Low ozone levels in the stratosphere and increasing greenhouse gases promote a positive phase of a shifting atmospheric climate pattern in the Southern Hemisphere, called the Southern Annular Mode (SAM). A positive SAM isolates colder air in the Antarctic interior.
In the coming decades, ozone levels are expected to recover due to international treaties that banned ozone-depleting chemicals. Higher ozone in the stratosphere protects Earth's surface from harmful ultraviolet radiation. The study found higher ozone levels might have a reverse impact on the SAM, promoting a warming, negative phase. In this way, the effects of ozone and greenhouse gases on the SAM may cancel each other out in the future. This could nullify the SAM's affects and cause Antarctica to warm.
"Antarctica has been cooling, and one could argue some regions could escape warming, but this study finds this is not very likely," Shindell said. "Global warming is expected to dominate in future trends."
The SAM, similar to the Arctic Oscillation or Northern Annular Mode in the Northern Hemisphere, is a seesaw in atmospheric pressure between the pole and the lower latitudes over the Southern Ocean and the tip of South America.
These pressure shifts between positive and negative phases speed-up and slow down the westerly winds that encircle Antarctica. Since the late 1960s, the SAM has more and more favored its positive phase, leading to stronger westerly winds. These stronger westerly winds act as a kind of wall that isolates cold Antarctic air from warmer air in the lower latitudes, which leads to cooler temperatures.

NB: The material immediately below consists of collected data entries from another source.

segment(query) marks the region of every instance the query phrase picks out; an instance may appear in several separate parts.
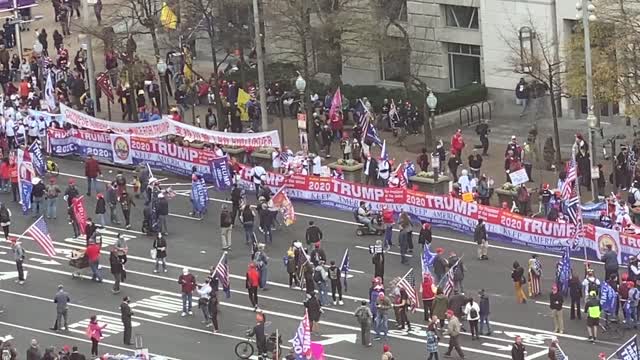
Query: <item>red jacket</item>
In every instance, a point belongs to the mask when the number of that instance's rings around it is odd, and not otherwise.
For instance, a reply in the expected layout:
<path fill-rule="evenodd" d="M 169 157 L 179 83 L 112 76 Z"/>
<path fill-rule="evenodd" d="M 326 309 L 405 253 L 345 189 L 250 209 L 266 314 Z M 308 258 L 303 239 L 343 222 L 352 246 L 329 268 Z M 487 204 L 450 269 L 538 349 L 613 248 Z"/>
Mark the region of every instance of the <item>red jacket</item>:
<path fill-rule="evenodd" d="M 84 163 L 84 176 L 96 178 L 100 175 L 100 165 L 96 159 L 87 159 Z"/>
<path fill-rule="evenodd" d="M 182 286 L 183 294 L 190 294 L 196 288 L 196 277 L 191 274 L 180 275 L 178 283 Z"/>
<path fill-rule="evenodd" d="M 382 210 L 382 222 L 384 224 L 395 224 L 395 221 L 393 220 L 393 210 Z"/>
<path fill-rule="evenodd" d="M 462 148 L 464 148 L 464 140 L 462 139 L 462 135 L 453 135 L 453 137 L 451 138 L 451 150 L 459 153 L 462 151 Z"/>
<path fill-rule="evenodd" d="M 247 288 L 258 287 L 260 285 L 260 274 L 255 268 L 247 270 Z"/>
<path fill-rule="evenodd" d="M 433 300 L 436 297 L 432 286 L 433 280 L 430 277 L 422 281 L 422 300 Z"/>
<path fill-rule="evenodd" d="M 9 170 L 9 164 L 2 162 L 2 164 L 0 164 L 0 179 L 9 179 L 10 177 L 11 172 Z"/>
<path fill-rule="evenodd" d="M 9 165 L 9 177 L 11 177 L 12 183 L 18 183 L 18 165 L 16 163 Z"/>
<path fill-rule="evenodd" d="M 87 246 L 85 255 L 87 255 L 87 259 L 89 260 L 89 262 L 95 262 L 100 260 L 100 245 L 91 244 Z"/>

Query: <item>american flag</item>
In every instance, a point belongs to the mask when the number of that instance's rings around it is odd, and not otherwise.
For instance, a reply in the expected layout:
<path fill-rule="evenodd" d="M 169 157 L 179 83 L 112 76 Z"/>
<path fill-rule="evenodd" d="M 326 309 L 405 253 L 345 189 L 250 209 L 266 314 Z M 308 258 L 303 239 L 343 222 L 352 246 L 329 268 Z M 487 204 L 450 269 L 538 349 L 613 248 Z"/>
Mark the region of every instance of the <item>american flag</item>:
<path fill-rule="evenodd" d="M 229 263 L 227 262 L 227 253 L 223 253 L 214 274 L 222 285 L 222 291 L 224 291 L 227 299 L 231 297 L 231 280 L 229 279 Z"/>
<path fill-rule="evenodd" d="M 380 135 L 378 135 L 378 130 L 376 130 L 375 125 L 371 123 L 371 115 L 368 113 L 362 122 L 362 142 L 367 139 L 378 146 L 382 146 L 382 140 L 380 139 Z"/>
<path fill-rule="evenodd" d="M 413 269 L 409 269 L 400 281 L 398 281 L 398 287 L 407 292 L 409 302 L 411 303 L 411 311 L 416 311 L 416 306 L 418 305 L 418 294 L 416 293 L 416 276 L 413 273 Z"/>
<path fill-rule="evenodd" d="M 575 226 L 573 242 L 574 246 L 577 245 L 578 238 L 584 236 L 582 208 L 580 207 L 580 193 L 578 192 L 577 174 L 578 170 L 574 152 L 571 156 L 569 169 L 567 170 L 567 178 L 564 184 L 562 184 L 562 198 L 566 201 L 567 216 L 569 216 L 571 224 Z M 568 195 L 565 195 L 565 193 Z"/>
<path fill-rule="evenodd" d="M 569 162 L 569 166 L 567 168 L 567 178 L 564 180 L 562 184 L 562 199 L 569 200 L 571 198 L 573 192 L 573 186 L 576 180 L 578 179 L 578 165 L 576 164 L 576 154 L 575 152 L 571 155 L 571 161 Z"/>
<path fill-rule="evenodd" d="M 280 161 L 282 161 L 283 164 L 288 164 L 290 157 L 291 157 L 291 154 L 289 153 L 288 150 L 282 150 L 280 152 Z"/>
<path fill-rule="evenodd" d="M 560 260 L 560 268 L 558 269 L 558 280 L 560 280 L 560 289 L 563 294 L 569 291 L 569 279 L 571 278 L 571 255 L 569 247 L 565 246 L 562 252 L 562 260 Z"/>
<path fill-rule="evenodd" d="M 340 271 L 344 273 L 343 282 L 344 282 L 344 292 L 348 291 L 347 287 L 347 276 L 349 275 L 349 269 L 351 268 L 351 261 L 349 261 L 349 248 L 344 250 L 344 255 L 342 256 L 342 263 L 340 264 Z"/>
<path fill-rule="evenodd" d="M 453 266 L 449 269 L 449 271 L 447 271 L 447 273 L 445 274 L 445 277 L 440 280 L 440 282 L 444 281 L 444 287 L 442 288 L 442 293 L 445 294 L 446 296 L 451 295 L 451 293 L 453 292 L 453 288 L 455 286 L 454 282 L 453 282 L 453 272 L 456 269 L 456 266 L 458 266 L 458 264 L 460 264 L 460 260 L 462 258 L 458 259 L 458 261 L 456 261 L 455 264 L 453 264 Z"/>
<path fill-rule="evenodd" d="M 42 216 L 40 216 L 36 222 L 31 224 L 25 233 L 36 241 L 45 254 L 50 257 L 56 255 L 56 248 L 53 246 L 53 240 L 51 239 L 51 235 L 49 235 L 47 223 L 44 221 Z"/>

Greenhouse gases and ozone depletion both lower temperatures in the high latitude stratosphere. The cooling strengthens the stratospheric whirling of westerly winds, which in turn influences the westerly winds in the lower atmosphere. According to the study, greenhouse gases and ozone have contributed roughly equally in promoting a strong-wind, positive SAM phase in the troposphere, the lowest part of the atmosphere.
Shindell and Schmidt used the NASA GISS Climate Model to run three sets of tests, each three times. For each scenario, the three runs were averaged together. Scenarios included the individual effects of greenhouse gases and ozone on the SAM, and then a third run that examined the effects of the two together.
The model included interactions between the oceans and atmosphere. Each model run began in 1945 and extended through 2055. For the most part, the simulations matched well compared with past observations.
Model inputs of increasing greenhouse gases were based upon observations through 1999, and upon the Intergovernmental Panel on Climate Change mid-range estimates of future emissions. Stratospheric ozone changes were based on earlier NASA GISS model runs that were found to be in good agreement with past observations and similar to those found in other chemistry-climate models for the future.
Shindell said the biggest long-term danger of global warming in this region would be ice sheets melting and sliding into the ocean. "If Antarctica really does warm up like this, then we have to think seriously about what level of warming might cause the ice sheets to break free and greatly increase global sea levels," he said.
In the Antarctic Peninsula, ice sheets as big as Rhode Island have already collapsed into the ocean due to warming. The warming in this area is at least partially a result of the strengthened westerly winds that pass at latitudes of about 60 to 65 degrees south. As the peninsula sticks out from the continent, these winds carry warm maritime air that heats the peninsula.